Negligence is a nursing malpractice resulting from the breach of duty. To underscore negligence liability, a sample case can be given from a hospital scenario. The case involves Edith, an inpatient, and Lory, a nurse on duty. Edith was seen by a doctor who advised for close supervision after administering medication. The doctor advised Lory that the drug might convulse the patient. However, Lory skipped four consecutive ward checks. During this time, Edith convulsed, fell from the bed, and broke his arm. She was found in an awkward position in great pain. In the course, Edith also missed her dose as prescribed by the doctor. This further complicated her mediical condition. She later suffered stroke and died during arm surgery.
Edith’s case can be categorized under negligence with the following facts: four ward checks were not implemented by Lory. This was a breach of duty. As a result, Edith was found suffering on the floor. She even sustained an arm injury directly resulting from the lack of close supervision. Secondly, Edith missed her medication, which was crucial for her recovery. This can be considered as a performance failure. Thirdly, there was no nursing compassion, care, and competency that guided the practitioner in handling the patient. Ethically, Edith’s treatment was marred with nursing malpractices. Lory is liable for negligence (Cribb, 2007).
The case of Edith, who was found neglected, is a breach of healthcare fidelity. The nurse was charged with care for Edith, but was non-accountable and showed no commitment to her patient’s treatment. As a result, Lory’s actions led to maleficence, which is legally punishable. This is because Edith succumbed to her death following the nurse’s negligence. Missing routine ward checks and failure to give a patient her medication is malpractice and an act of negligence.
From the study, it can be seen that Edith’s further incapacitation was due to Lory’s negligence. Lory failed to work within her professional codes of conduct and healthcare ethics. Her actions led to direct injury as an evident of negligence. To avoid such occurrences, healthcare ethics and nursing and midwifery codes need be consistently applied by all healthcare practitioners. Nurses should understands and respect healthcare professional ethics. Before employment, trainers should ensure that the nurses can adhere to the highest degree of professionalism in their career. Personal discipline and self-actualization is vital in this career. Some values that are required in nursing cannot be developed through training; hence, a person needs to understand him or herself before objecting to a duty (Cribb, 2007).

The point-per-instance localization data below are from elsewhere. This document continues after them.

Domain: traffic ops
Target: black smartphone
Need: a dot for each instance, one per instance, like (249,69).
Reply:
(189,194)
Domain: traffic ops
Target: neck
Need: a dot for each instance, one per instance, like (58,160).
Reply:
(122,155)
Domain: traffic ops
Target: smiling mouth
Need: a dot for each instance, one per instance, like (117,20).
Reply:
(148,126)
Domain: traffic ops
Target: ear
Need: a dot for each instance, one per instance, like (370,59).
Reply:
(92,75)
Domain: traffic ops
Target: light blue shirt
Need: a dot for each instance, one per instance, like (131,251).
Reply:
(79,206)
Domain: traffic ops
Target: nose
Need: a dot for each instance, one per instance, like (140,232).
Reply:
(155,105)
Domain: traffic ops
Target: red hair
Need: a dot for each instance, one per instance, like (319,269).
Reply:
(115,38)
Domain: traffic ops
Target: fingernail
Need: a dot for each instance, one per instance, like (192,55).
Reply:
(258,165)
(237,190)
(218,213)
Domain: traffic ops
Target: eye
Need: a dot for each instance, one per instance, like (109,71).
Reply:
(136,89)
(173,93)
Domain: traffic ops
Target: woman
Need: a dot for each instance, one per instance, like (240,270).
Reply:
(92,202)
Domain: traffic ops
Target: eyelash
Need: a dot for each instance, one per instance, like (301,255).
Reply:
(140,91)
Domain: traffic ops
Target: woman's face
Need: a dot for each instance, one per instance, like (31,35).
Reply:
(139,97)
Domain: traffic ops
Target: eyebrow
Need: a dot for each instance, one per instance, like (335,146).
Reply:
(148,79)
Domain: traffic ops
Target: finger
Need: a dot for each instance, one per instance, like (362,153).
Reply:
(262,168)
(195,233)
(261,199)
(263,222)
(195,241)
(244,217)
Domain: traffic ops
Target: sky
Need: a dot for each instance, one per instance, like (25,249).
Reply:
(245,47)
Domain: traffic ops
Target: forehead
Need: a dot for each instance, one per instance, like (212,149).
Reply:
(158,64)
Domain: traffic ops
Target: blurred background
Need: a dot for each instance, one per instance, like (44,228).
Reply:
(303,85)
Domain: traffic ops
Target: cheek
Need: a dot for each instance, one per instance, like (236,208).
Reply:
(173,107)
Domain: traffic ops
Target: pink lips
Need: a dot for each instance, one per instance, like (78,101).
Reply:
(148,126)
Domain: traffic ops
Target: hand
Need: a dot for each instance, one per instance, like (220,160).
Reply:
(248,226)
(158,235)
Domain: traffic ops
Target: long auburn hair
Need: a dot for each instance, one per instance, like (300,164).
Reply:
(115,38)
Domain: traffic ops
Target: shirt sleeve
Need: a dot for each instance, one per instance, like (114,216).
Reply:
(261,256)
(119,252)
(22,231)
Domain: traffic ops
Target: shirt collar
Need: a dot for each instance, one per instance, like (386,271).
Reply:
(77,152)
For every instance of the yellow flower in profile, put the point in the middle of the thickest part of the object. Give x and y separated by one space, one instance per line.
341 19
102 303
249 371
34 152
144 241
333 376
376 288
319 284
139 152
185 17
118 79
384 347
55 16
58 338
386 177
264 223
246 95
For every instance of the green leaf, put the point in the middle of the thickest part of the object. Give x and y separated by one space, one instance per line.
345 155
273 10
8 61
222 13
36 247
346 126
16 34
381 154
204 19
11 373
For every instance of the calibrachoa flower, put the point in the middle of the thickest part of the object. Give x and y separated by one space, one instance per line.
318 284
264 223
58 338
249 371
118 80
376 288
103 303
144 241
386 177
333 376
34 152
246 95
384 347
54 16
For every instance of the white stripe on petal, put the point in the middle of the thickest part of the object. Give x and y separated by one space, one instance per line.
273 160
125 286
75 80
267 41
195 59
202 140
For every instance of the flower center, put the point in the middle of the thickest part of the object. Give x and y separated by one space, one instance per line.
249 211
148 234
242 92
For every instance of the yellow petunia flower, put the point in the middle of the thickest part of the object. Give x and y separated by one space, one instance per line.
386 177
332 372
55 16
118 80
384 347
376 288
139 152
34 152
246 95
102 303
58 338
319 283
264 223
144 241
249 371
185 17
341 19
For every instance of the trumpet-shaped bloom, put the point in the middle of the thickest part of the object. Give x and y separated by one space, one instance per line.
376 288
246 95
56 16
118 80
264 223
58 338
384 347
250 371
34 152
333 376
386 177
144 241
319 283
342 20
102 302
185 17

Nurses should be well informed on safety laws, nursing customs, and board regulations. Health organizations should clearly define nurses’ duties to avoid job overlaps and overburden of nurses that can lead to breach of other vital activities. As part of their training, nurses need to be diligent in their undertaking and have compassion for the sick. Proper communication should be enhanced among nurses, physicians, and patients to avoid errors resulting from miscommunication. Nurses need to know their rights and autonomic powers while performing their duties. Negligence can result from misguidance by physicians and other top health authorities in an organization.